Venâncio: raiz do meu ser arteiro. (Arquivo Má)

        Parece que foi ontem que encontrei o João de Souza e o Uirson proseando no jundu do Acaraú, mas já se passaram mais de quarenta anos. Por gostar de escutar as histórias dos mais velhos, ali me encostei também, adolescente ainda. Em seguida veio o Chico Preto e o Garné; tinham acabado de guardar a canoa e as tralhas no rancho, debaixo da amendoeira maior. Lembro-me tão bem! É como se estivesse vivendo aquele dia agora! O assunto era o cação bravo, um anequim da galha preta, capturado ali mesmo, na chegada das marolas nos sapinhauás. Foi cercado por um pano de rede pequeno, arranjado às pressas pelo Juraci e João de Paula. “Tinha mais de sete arrobas, no cálculo do Jaca”. Nossa! “Pois é, mas isso não é novidade! De tempos em tempos encalha nesse lugar, neste porto mesmo, um bichão desse”. Me espantei. “É mesmo!”, confirmou o João. “Tem um dizer dos antigos que vem da laje do Patieiro, é de onde esses bichos bravos vêm. É dali, onde o cheiro do arroto desses cações bravos nunca se acaba, que se desprende a cada dez, quinze anos, um dos bravos. Eles vêm morrer neste jundu. Papai mesmo conta que já ajudou a enterrar alguns deles. E tem mais: no dizer dos antigos, tudo isso acontece porque um índio, em tempo distante, foi rejeitado pela aldeia de Yperoig, entrou mar adentro, na direção daquela costeira onde o mato é só coqueiro pati, o Patieiro, naquele lugar de cação bravo, na laje do Patieiro. Conta a história que ele nunca mais voltou porque ganhou a admiração dos seres daquele trecho do mar, se tornando um deles. Virou cação também. Só que, ao ficar velho, deixou um dos filhos em seu lugar e veio implorar a acolhida dos homens, querendo morrer e ser enterrado por eles. E a sua descendência, que continua vivendo entre cações, vem repetindo isso. E assim, esse fato se repete de tempos em tempos.

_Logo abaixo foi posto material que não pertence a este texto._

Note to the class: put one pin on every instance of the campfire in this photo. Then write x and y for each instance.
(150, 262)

Lembram-se que, da outra vez, quem recolheu foi o velho Barroso e o Carrinho”? Nossa! É, pois é… Quantos de nós vai estar vivo quando o próximo cação vier encalhar neste lugar?”, suspirou o Uirson.


        Me recordei dessa prosa porque, dias atrás, na bica do Horto, conversando com o Benedito, gente do saudoso Clarismundo “Falante”, ele deu a seguinte notícia: “Zé, você soube do baita cação que o Ferrinho enredou na praia do Acaraú? Pesou setenta e seis quilos depois de limpo. Disse ele que, estava pescando perto do caisão quando avistou aquela galha por cima da água, vindo para a terra. Então ele a seguiu até quando teve certeza de que a sua rede dava conta do recado, aguentaria o bicho. Aquele mundaréu assustador morreu enrolado na rede. Todo mundo se admirou! Acho que poucos dali tinham visto cação assim, tão grande!”

        Interessante! É a sina dos cações do Patieiro!
  
   Yperoig significa água, baía dos tubarões, na língua dos tupinambás, os antigos donos desta Ubatuba.